Unas veces dibujamos mapas de sueños; otras tejemos, a la vez que armamos una mesa de radio al aire libre, jugamos parqués y preparamos colectivamente un sancocho conversado, y eso: siempre conversamos sobre lo que nos duele y lo que podríamos cambiar en este mundo que trata con tal dureza, crueldad y desigualdad a las mujeres campesinas y rurales. Ancestra es una apuesta para imaginar y darle puntadas al tejido de un mundo distinto para las niñas y adolescentes de hoy, para las que vienen, para que salir del campo colombiano no sea una senda obvia y obligada, para que quedarse allí no cueste la libertad ni la vida misma. 

Miscelánea

Planta de todo clima 

Me gusta mucho probar sabores de diversos rincones y cuando he tenido la fortuna de visitar algún país, ciudad o pueblo, esculco la existencia, horario y ubicación de la plaza de mercado. Quisiera tener mucho tiempo libre para cocinar para la familia y las amistades. También para caminar en la montaña y aprender sobre los milagros y extravagancias vitales de las plantas. Me encantaría conocer los misterios del musgo y no creo que haya mayor privilegio que poder respirar y escuchar los montes y bosques. Aunque no sé inglés ni otro idioma distinto al español, me parece tan indispensable como respirar, moverme, viajar. Aunque no sé nadar, me gusta bañarme en agua de río y mar. Prefiero el clima frío, pero me bailo y disfruto los días de calor azul profundo, naranja radioactivo.  

Si yo fuera una ficha de esas bibliográficas, de cartulina rosa pálido o color verde hospital, contendría estas palabras claves: Plantas / Radio / Calle / Familia / Cocina / Colores.

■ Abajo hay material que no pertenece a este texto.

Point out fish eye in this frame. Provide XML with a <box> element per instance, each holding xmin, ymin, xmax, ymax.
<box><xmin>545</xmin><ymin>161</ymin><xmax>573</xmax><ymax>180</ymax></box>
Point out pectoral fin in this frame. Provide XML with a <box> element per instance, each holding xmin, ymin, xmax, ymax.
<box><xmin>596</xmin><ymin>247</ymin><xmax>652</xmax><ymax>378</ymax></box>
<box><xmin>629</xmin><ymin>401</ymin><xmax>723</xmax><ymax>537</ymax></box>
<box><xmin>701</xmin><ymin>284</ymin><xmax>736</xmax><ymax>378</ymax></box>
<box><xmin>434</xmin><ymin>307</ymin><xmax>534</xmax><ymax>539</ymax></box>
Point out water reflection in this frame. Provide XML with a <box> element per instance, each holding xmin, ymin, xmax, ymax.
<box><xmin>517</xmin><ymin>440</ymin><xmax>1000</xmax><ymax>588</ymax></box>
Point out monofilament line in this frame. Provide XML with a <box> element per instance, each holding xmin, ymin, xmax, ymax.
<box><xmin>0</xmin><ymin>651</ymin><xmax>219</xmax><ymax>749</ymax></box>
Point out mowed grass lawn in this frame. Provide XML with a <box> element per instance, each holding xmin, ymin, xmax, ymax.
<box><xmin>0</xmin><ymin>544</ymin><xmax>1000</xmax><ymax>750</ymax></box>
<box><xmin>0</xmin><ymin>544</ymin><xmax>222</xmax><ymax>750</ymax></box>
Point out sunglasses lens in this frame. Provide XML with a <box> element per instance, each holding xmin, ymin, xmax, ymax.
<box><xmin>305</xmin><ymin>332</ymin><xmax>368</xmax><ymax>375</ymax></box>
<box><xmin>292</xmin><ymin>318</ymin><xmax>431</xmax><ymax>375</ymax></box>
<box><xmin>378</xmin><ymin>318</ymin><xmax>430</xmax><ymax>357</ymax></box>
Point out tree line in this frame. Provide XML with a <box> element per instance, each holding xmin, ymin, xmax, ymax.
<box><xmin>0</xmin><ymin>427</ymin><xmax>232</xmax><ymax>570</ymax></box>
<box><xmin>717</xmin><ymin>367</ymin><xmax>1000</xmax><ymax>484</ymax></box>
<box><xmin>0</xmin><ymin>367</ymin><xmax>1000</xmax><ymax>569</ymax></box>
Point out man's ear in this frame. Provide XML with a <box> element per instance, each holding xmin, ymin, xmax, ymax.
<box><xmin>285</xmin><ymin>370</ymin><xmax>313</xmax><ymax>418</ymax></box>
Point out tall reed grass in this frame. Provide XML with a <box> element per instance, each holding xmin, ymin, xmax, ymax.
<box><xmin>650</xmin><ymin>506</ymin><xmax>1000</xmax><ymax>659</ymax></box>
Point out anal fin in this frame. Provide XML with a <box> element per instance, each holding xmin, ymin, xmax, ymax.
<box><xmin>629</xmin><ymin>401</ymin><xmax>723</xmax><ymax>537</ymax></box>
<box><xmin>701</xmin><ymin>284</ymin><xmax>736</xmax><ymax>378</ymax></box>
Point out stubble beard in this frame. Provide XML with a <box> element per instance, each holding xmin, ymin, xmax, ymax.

Si tuviera que elegir ser un libro, sería el Desierto sonoro, de Valeria Luiselli. Soy una radioaficionada montañera: me encanta experimentar con distintas tecnologías y entornos narrativos en donde se entrecruzan las posibilidades de lo analógico y lo digital. Si me dan a elegir, que desaparezcan Netflix, Facebook y Google, y que vuelva recargada, libre y democrática la Radio Sutatenza. Sueño con conocer muy pronto el Valle de Tenza, me han contado que allí hay un museo de la “primera casa para las escuelas radiofónicas del mundo”.  

Tengo talento para sembrar y cuidar las plantas, para escribir y organizar proyectos en colectivo: fiestas, viajes o creaciones colectivas a partir de la radio. Le temo a morir antes de tiempo, es decir: antes de haber amado, aprendido, viajado, comido, soñado y vivido otro poquito más.